|Pizza: It’s What's For Dinner?|
By Sherry Frey, Vice President, Nielsen Perishables Group
Friday, 18th October 2013
There’s no denying the popularity of pizza, especially when it's National Pizza Month in the US and when you consider the size of this $40 billion pie, that’s a ton of slices; In fact, Americans consume 350 slices per second.
Ninety-three percent of Americans eat at least one pizza a month, and they’re consuming a large portion of them in the comfort of their own homes. Notably, the popularity of America’s No. 1 meal choice translates into about $3 billion in annual sales for grocery retailers, whose offerings are split between the in-store deli and frozen foods departments.
Shifting Pizza Dynamics in Retail
At the grocery store, pizza dynamics are changing as the effects of the recent recession dissipate. For example, when economic conditions are tight, some consumers would likely opt for frozen over deli pizza as a means of feeding a craving for pizza while being cost conscious. Since the recession, however, sales dynamics have shifted, spurring growth in the deli department and declines in the frozen aisles. Frozen pizza, however, has a much higher penetration rate than deli pizza does (55% vs. 15%).
With an average price of $6.37, grocery deli pizza became a more affordable alternative to pizzerias during the recession.
During the recession, deli pizza sales reflected consumer attitudes toward discretionary spending. When consumer confidence hit its low in 2011, sales of deli pizza sales skyrocketed. Despite a frugal mentality during the recession, pizza buyers were still willing to spend more for deli-prepared pizza than frozen pies. Deli pizza maintained a 30 percent price premium over frozen pizza and consistently gained sales over the past three years, while sales of frozen pizza declined.
Now in a recovering economy, deli pizza sales are still rising while frozen pizza sales continue to decline. Sales aren’t growing for all types of deli pizza, however. Shrinking household sizes are affecting growth of small sizes in deli pizza.
Whole pizzas account for over 50 percent of deli pizza sales, but whole pizza sales declined 4 percent over the past three years. Deli pizza slices and calzones/Stromboli—both viable options as dinner for one—saw improved sales during the same time. Moreover, deli pizza sales are strong across all household sizes—from start-up families to senior singles and couples—whereas frozen pizza sales are strongest among households with children.
Toss It Yourself
Part of what makes deli pizza appealing is that it gives the impression of being a hot, freshly prepared meal. And consumers are even taking this appeal to new heights by seeking out ingredients to handle the preparation themselves, which has fueled the fastest-growing deli sub-category over the past three years: pizza components.

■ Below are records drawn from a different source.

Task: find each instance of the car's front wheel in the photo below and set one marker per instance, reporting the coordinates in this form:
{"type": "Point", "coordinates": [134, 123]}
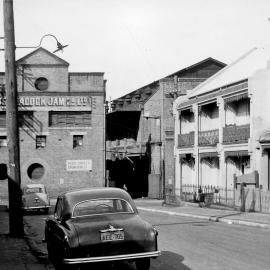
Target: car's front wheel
{"type": "Point", "coordinates": [143, 264]}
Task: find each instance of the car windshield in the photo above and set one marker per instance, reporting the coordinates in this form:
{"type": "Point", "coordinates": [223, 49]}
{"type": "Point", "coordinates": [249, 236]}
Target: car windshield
{"type": "Point", "coordinates": [33, 190]}
{"type": "Point", "coordinates": [101, 206]}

As consumers load up on doughs and toppings, it highlights their growing interest in preparing their own meals—even if that preparation only involves adding slices of pepperoni or black olives.
And retailers are powering this trend by stocking new and unique pizza components—and the growth in unique component sales has been stronger over the past three years than any other deli pizza sub-category.
Lessons from the Deli
As with any category, consumers have steadfast preferences when it comes to their take-home pizza. Most pizza buyers have a discernible preference for deli or frozen, as less than one-fifth (18%) buy both types in a given year. While frozen and deli pizzas aren’t really competing for the same consumer, they are meeting the same buyer needs.
By taking a look into the shopping baskets of both buyers, we can gain insight into certain consumer behaviors. And not surprisingly, buyers of frozen and deli pizzas are both in the market for time-saving grocery items, including shelf-stable prepared foods, frozen snacks and prepared seafood.
For frozen pizza buyers, however, we can see the time-saving theme exemplified to some degree, as their baskets often also include frozen dinners, frozen breakfasts and packaged macaroni and cheese.
In looking at what’s driven the growth in deli pizza sales in recent years, we can apply many of the lessons learned to the freezer aisle. It is, however, important to realize that deli and frozen pizza buyers have very little overlap, so implementing the successful characteristics of deli pizza to frozen pizza (and vice versa) may help spur sales spikes from loyal frozen shoppers while possibly sparking interest and crossover sales from deli pizza buyers in the process.
In the frozen aisle, try adding a semi-homemade element. That will give consumers the feeling that they have a hand in preparing the meal. By understanding what component items frozen pizza buyers purchase with their frozen pizza, retailers can co-promote with those items to incentivize shoppers for making frozen pizza their own.
There is also untapped potential to partner with the deli for a co-promotion such as, “deli pizza for tonight and a frozen pizza for this weekend,” to entice more consumers to become buyers of both deli and frozen pizza.
To help maintain the growth in deli pizza and remain a viable competitor to restaurants, delis should offer combos to serve as full meal solutions. For smaller households, delis must offer an assortment of sides and other personal-sized meals such as calzones.